One liner from Ryan: "Elections have consequences. We're in the majority."
 
Paul Ryan has put a balanced budget on the table, and now he will stand behind it and take questions and punches and kicks to the groin.

Finally, a Republican with some balls.
 
His budget uses the same cuts in medicare he campaigned against and plans to repeal by repppealing "Obamacare".


it still doesnt add up under scrutitny
 
Paul Ryan has retreated even further into fantasy land. The mystery is, what are his motivations?

Good article.

The Ryan budget is about ideology, not finances | Jay Bookman
Again, let’s be clear: The Ryan budget is not a response to our fiscal situation. It uses that situation as an excuse to continue a philosophical debate reaching back at least 80 years in this country, back to the founding of Social Security. The Republican Party fought Social Security back then, and since then it has tried repeatedly to kill the program, most recently with President Bush’s effort to privatize it.
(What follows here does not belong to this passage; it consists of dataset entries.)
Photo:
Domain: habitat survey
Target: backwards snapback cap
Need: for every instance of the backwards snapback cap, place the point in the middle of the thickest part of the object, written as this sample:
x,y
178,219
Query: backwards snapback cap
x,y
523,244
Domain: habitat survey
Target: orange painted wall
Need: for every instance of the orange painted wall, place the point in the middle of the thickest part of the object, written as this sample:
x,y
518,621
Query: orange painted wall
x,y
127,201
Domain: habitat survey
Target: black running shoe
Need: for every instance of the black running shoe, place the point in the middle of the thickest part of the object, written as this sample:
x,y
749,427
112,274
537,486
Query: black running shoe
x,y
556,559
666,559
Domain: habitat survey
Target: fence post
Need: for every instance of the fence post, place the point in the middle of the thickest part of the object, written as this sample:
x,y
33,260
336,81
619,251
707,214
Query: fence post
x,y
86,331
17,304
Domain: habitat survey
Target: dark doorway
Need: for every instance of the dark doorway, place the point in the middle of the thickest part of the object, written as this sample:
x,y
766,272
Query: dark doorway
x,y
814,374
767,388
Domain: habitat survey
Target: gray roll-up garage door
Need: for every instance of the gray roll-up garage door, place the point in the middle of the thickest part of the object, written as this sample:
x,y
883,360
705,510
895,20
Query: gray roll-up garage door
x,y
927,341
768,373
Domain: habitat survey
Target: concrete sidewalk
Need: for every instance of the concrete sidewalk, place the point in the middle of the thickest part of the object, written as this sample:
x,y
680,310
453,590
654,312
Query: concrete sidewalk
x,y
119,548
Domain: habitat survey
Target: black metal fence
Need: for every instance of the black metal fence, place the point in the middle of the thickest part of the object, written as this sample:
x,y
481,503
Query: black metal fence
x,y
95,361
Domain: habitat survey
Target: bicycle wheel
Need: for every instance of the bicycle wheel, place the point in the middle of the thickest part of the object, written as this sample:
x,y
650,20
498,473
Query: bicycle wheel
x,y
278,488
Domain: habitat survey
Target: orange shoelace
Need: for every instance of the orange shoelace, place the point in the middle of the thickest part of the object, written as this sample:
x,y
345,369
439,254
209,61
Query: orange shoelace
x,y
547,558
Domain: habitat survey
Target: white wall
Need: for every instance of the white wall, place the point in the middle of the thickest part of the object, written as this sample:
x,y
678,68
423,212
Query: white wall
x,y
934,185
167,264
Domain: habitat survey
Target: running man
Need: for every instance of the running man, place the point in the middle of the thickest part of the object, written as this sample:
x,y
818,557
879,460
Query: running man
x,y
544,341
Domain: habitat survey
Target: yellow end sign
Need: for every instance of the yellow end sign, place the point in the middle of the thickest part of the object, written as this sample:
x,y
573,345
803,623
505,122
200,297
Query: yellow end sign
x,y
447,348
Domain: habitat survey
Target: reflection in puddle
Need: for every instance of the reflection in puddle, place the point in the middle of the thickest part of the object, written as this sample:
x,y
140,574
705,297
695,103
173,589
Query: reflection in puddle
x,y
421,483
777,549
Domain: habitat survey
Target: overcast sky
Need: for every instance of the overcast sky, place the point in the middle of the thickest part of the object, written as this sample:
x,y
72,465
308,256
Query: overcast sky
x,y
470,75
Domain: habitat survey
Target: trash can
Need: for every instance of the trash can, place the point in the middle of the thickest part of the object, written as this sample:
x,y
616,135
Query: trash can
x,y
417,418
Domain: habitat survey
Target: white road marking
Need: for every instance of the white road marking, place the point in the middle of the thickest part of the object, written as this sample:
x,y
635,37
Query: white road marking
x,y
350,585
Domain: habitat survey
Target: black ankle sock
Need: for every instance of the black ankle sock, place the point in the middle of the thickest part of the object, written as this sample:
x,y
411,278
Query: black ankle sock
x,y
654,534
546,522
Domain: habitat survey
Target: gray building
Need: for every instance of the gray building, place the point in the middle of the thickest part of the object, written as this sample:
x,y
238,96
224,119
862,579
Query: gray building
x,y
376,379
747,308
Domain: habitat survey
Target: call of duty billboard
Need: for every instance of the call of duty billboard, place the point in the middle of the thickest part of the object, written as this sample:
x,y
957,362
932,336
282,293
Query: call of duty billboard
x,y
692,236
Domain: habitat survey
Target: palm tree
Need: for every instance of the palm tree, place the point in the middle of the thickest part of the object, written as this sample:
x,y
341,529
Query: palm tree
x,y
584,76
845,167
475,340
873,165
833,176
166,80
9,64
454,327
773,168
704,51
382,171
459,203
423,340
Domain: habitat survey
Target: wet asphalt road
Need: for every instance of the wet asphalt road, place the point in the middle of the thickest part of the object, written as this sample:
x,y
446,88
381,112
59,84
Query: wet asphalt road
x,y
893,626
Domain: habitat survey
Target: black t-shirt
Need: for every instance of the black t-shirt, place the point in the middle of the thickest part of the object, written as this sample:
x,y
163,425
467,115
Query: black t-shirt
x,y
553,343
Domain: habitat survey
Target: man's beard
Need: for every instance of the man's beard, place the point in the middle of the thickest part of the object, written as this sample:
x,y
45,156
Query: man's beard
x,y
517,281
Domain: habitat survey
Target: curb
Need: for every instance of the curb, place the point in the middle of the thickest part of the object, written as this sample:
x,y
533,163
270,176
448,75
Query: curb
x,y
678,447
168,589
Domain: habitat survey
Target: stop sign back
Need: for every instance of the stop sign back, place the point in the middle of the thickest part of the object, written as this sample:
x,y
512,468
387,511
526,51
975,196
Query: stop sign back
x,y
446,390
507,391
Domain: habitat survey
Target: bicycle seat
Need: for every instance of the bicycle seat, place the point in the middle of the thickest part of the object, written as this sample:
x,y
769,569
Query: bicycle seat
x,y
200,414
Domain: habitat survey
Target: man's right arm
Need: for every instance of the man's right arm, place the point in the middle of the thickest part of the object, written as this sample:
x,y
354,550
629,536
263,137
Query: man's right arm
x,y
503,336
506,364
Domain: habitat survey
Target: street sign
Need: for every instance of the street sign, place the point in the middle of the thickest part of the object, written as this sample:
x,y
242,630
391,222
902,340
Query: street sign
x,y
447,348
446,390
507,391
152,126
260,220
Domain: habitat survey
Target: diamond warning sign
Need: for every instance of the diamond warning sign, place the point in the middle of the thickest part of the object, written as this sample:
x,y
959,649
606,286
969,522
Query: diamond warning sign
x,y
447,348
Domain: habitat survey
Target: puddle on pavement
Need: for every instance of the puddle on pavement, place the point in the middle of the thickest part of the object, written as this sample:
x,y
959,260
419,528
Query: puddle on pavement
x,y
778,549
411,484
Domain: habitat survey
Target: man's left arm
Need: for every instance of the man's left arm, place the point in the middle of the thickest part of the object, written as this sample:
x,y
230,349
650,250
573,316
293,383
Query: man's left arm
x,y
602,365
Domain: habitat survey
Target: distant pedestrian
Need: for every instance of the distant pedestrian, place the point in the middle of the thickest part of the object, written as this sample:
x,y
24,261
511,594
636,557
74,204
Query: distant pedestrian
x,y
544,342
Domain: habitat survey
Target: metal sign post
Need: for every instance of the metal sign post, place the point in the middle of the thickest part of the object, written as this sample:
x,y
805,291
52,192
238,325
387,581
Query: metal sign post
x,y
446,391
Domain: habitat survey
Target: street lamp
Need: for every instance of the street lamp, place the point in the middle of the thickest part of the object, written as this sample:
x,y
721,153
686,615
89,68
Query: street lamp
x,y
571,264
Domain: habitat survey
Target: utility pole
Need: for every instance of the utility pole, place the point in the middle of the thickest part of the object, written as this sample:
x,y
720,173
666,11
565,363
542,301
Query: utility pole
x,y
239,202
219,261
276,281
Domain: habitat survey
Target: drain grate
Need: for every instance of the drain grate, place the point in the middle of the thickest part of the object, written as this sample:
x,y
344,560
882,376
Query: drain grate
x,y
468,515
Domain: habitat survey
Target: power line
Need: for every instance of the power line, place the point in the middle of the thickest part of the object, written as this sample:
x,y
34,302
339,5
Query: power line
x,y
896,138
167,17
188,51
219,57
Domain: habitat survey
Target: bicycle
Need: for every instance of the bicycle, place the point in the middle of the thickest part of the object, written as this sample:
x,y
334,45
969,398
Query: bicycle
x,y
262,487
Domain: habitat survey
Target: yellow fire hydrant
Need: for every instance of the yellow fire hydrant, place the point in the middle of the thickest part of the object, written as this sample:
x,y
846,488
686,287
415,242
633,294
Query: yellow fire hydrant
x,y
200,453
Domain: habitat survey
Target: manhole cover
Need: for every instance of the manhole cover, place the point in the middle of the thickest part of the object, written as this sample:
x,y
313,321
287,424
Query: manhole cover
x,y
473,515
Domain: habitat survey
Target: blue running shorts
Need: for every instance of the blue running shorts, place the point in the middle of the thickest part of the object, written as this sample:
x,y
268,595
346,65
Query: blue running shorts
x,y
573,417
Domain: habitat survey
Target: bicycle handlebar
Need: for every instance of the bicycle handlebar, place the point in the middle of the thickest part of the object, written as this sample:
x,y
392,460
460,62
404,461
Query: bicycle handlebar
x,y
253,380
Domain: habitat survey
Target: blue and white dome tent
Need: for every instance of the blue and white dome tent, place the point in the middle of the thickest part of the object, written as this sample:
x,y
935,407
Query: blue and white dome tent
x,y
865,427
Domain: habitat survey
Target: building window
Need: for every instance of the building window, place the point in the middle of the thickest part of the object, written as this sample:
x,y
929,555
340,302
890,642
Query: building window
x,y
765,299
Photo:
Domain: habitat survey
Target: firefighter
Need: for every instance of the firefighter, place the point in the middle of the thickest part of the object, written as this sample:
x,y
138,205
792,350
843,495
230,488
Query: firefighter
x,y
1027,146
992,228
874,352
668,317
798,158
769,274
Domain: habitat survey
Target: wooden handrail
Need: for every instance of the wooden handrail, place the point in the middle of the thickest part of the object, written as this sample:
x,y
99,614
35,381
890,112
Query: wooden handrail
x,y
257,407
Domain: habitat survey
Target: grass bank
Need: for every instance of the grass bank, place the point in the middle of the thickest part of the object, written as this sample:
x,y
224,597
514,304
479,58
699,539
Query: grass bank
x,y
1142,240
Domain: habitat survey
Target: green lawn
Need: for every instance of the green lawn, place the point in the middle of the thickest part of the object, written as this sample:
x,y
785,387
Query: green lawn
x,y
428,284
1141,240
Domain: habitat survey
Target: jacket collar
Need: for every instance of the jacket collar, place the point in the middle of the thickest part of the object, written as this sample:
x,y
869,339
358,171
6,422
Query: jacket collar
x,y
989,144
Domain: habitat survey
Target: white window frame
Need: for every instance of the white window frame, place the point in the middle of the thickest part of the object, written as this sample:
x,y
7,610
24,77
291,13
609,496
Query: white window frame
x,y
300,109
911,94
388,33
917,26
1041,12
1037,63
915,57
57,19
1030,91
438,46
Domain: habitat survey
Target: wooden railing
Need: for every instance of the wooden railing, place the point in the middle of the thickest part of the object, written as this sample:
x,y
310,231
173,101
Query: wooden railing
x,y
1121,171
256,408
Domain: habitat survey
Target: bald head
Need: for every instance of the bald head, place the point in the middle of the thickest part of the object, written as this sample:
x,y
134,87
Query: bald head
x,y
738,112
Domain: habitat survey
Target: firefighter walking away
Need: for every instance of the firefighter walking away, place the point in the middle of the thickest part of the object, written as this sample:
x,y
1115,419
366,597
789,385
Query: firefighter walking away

“Never in the history of the world has any measure been brought here so insidiously designed as to prevent business recovery, to enslave workers and to prevent any possibility of the employers providing work for the people,” one GOP congressman said in 1935, referring to Social Security. The party’s basic message and rhetoric — government enslavement, economic ruin, etc., — hasn’t changed much since.
 
Paul Ryan has put a balanced budget on the table, and now he will stand behind it and take questions and punches and kicks to the groin.

Finally, a Republican with some balls.

Republicans have always had balls. It's the brains they're missing.